COI: being scrapped in favour of a Government Communications Centre
Back in August 2010 I suggested that COI could be disbanded and resource centralised directly into the Cabinet Office driving cost efficiency and allowing experts in Government departments to do their jobs unencumbered. They have now decided to do just that.
It’s a very good thing that there will be more focus on customer insight and on understanding the impact of marketing communications activity. My experience is that it is very hard to get public sector marketers to invest budget in pre and post evaluation as they tend to be short term in their approach and not clear on what the benefits of evaluation will be.

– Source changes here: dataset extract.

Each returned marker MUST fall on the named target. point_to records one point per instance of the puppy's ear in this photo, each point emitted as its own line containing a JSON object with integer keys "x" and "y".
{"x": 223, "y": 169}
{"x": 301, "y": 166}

Insight research should be done at the beginning of programmes and policy development, not at the end when they start thinking about communicating. This way departments can avoid disappointment in finding out at a late stage that their implementation ideas or core messages do no resonate with the target audience.
Many of the government’s core programmes are around influencing attitudes and behaviour and in most cases this will mean long term campaigns across a wide range of media, often to mass audiences. This is both time consuming and complex, they do need high levels of creativity and a range of delivery partners to work with them.
There should be less reliance on traditional media, but we should not forget that large scale campaigns need a range of channels and you can’t just rely on the web!
Public sector marketers are often demand more time than their private sector counterparts, and many advertising agencies for example already have a charitable account and deliver campaigns for worthy causes for free.
Does government see itself as a ‘worthy’ cause? And is government also expecting other suppliers to provide free IT for example, for ‘worthy projects’. Getting voluntary and charitable organisations to do it for free doesn’t sound realistic – it’s not as if they seek to make profits from their work with government as it is and they need to cover their costs.
For the marketing and advertising industry, we need to think really hard about whether we want to engage our services for free, because every marketer knows that when you offer a product or service for nothing, it is not perceived to have any value.